Here's how I template nanmean for float input (different for ints
since ints cannot be NaN) when axis is not None:
floats = {}
floats['dtypes'] = FLOAT_DTYPES
floats['axisNone'] = False
floats['force_output_dtype'] = False
floats['reuse_non_nan_func'] = False
floats['top'] = """
@cython.boundscheck(False)
@cython.wraparound(False)
def NAME_NDIMd_DTYPE_axisAXIS(np.ndarray[np.DTYPE_t, ndim=NDIM] a):
"Mean of NDIMd array with dtype=DTYPE along axis=AXIS ignoring NaNs."
cdef int count = 0
cdef np.DTYPE_t asum = 0, ai
"""
loop = {}
loop[2] = """\
for iINDEX0 in range(nINDEX0):
asum = 0
count = 0
for iINDEX1 in range(nINDEX1):
ai = a[INDEXALL]
if ai == ai:
asum += ai
count += 1
if count > 0:
y[INDEXPOP] = asum / count
else:
y[INDEXPOP] = NAN
return y
"""
loop[3] = """\
for iINDEX0 in range(nINDEX0):
for iINDEX1 in range(nINDEX1):
asum = 0
count = 0
for iINDEX2 in range(nINDEX2):
ai = a[INDEXALL]
if ai == ai:
asum += ai
count += 1
if count > 0:
y[INDEXPOP] = asum / count
else:
y[INDEXPOP] = NAN
return y
"""
floats['loop'] = loop
To get the cdef's of the for loop indices and range and initialize the
output, I do (example from docstring):
Define parameters:
>>> ndim = 3
>>> dtype = 'float64'
>>> axis = 1
>>> is_reducing_function = True
Import loop_cdef:
>>> from bottleneck.src.template.template import loop_cdef
Make loop initialization code:
>>> print loop_cdef(ndim, dtype, axis, is_reducing_function)
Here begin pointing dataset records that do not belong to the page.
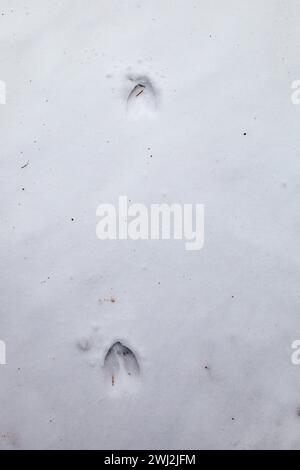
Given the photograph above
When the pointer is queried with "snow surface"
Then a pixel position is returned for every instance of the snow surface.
(211, 330)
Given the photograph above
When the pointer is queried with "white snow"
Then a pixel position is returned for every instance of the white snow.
(211, 329)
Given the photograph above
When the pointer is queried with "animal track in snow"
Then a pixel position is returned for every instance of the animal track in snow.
(121, 366)
(142, 98)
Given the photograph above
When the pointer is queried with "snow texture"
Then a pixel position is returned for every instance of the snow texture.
(206, 334)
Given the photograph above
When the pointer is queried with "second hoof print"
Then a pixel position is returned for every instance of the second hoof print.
(142, 98)
(121, 367)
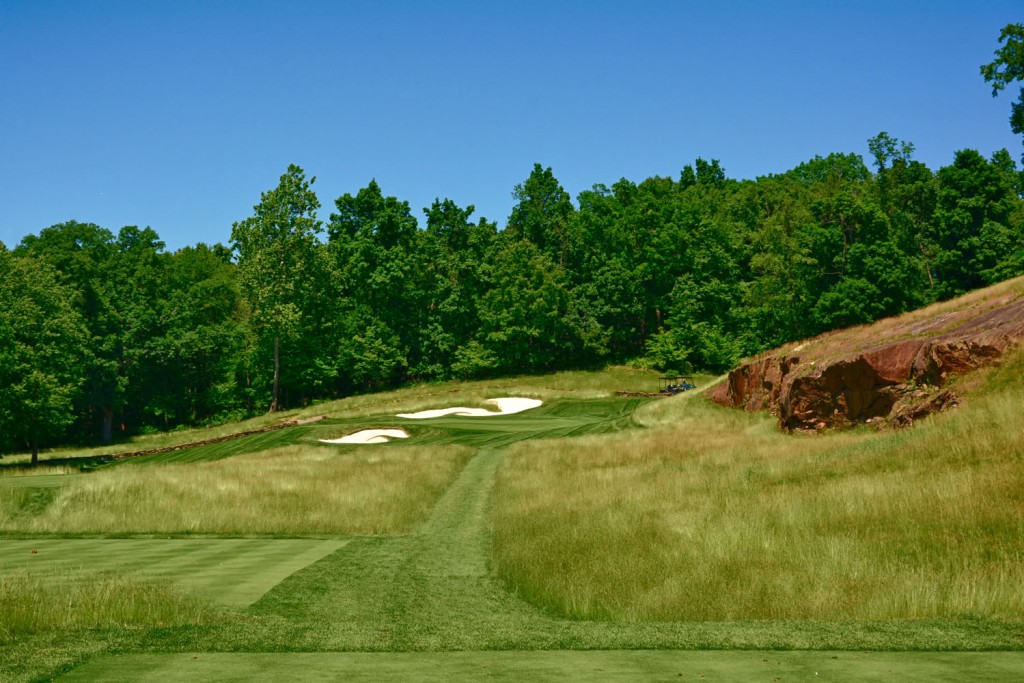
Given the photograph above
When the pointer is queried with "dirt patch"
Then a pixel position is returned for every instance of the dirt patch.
(892, 372)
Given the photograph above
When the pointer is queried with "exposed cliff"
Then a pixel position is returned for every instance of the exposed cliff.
(894, 370)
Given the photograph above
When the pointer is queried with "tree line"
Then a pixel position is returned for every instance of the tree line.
(104, 334)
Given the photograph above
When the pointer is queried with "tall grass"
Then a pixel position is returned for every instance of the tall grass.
(32, 604)
(291, 491)
(716, 516)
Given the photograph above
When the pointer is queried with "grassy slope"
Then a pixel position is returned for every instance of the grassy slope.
(717, 516)
(433, 591)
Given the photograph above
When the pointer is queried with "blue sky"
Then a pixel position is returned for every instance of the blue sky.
(177, 115)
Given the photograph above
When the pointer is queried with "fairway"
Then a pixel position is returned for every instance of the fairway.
(232, 572)
(624, 666)
(427, 605)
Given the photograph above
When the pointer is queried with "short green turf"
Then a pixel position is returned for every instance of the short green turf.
(615, 666)
(233, 572)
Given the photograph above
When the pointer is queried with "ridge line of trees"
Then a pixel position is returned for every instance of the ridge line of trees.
(105, 334)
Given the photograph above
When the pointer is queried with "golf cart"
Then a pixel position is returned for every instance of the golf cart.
(676, 384)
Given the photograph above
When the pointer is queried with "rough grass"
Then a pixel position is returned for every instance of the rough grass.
(82, 600)
(573, 384)
(291, 491)
(717, 516)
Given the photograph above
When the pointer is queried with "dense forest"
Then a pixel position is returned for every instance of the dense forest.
(103, 334)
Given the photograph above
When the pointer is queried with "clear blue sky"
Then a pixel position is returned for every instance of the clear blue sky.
(177, 115)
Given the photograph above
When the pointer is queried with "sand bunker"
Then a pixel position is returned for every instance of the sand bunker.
(369, 436)
(505, 407)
cdef Py_ssize_t i0, i1, i2
cdef np.npy_intp *dim
dim = PyArray_DIMS(a)
cdef int n0 = dim[0]
cdef int n1 = dim[1]
cdef int n2 = dim[2]
cdef np.npy_intp *dims = [n0, n2]
cdef np.ndarray[np.float64_t, ndim=2] y = PyArray_EMPTY(2, dims,
NPY_float64, 0)
Repeat, but this time make the output non-reducing:
>>> is_reducing_function = False
>>> print loop_cdef(ndim, dtype, axis, is_reducing_function)
cdef Py_ssize_t i0, i1, i2
cdef np.npy_intp *dim
dim = PyArray_DIMS(a)
cdef int n0 = dim[0]
cdef int n1 = dim[1]
cdef int n2 = dim[2]
cdef np.npy_intp *dims = [n0, n1, n2]
cdef np.ndarray[np.float64_t, ndim=3] y = PyArray_EMPTY(3, dims,
NPY_float64, 0)
To generate the for loops for different axis input, I do (example from
docstring):
Make a 3d loop template:
>>> loop = '''
.... for iINDEX0 in range(nINDEX0):
.... for iINDEX1 in range(nINDEX1):
.... amin = MAXDTYPE
.... for iINDEX2 in range(nINDEX2):
.... ai = a[INDEXALL]
.... if ai <= amin:
.... amin = ai
.... y[INDEXPOP] = amin
.... '''
Import the looper function:
>>> from bottleneck.src.template.template import looper
Make a loop over axis=0:
>>> print looper(loop, ndim=3, axis=0)
for i1 in range(n1):
for i2 in range(n2):
amin = MAXDTYPE
for i0 in range(n0):
ai = a[i0, i1, i2]
if ai <= amin:
amin = ai
y[i1, i2] = amin
Make a loop over axis=1:
>>> print looper(loop, ndim=3, axis=1)
for i0 in range(n0):
for i2 in range(n2):
amin = MAXDTYPE
for i1 in range(n1):
ai = a[i0, i1, i2]
if ai <= amin:
amin = ai
y[i0, i2] = amin
Make a loop over axis=2:
>>> print looper(loop, ndim=3, axis=2)
for i0 in range(n0):
for i1 in range(n1):
amin = MAXDTYPE
for i2 in range(n2):
ai = a[i0, i1, i2]
if ai <= amin:
amin = ai
y[i0, i1] = amin
To make templating easy you need to have a rigid structure that all
code must fit into. To make templating flexible, well, cython already
has that since the user can already do whatever they want. So it is a
matter of finding useful support functions for those who need
templating. I don't yet have enough experience to know what that is so
I'd be interested in hearing the experiences of others.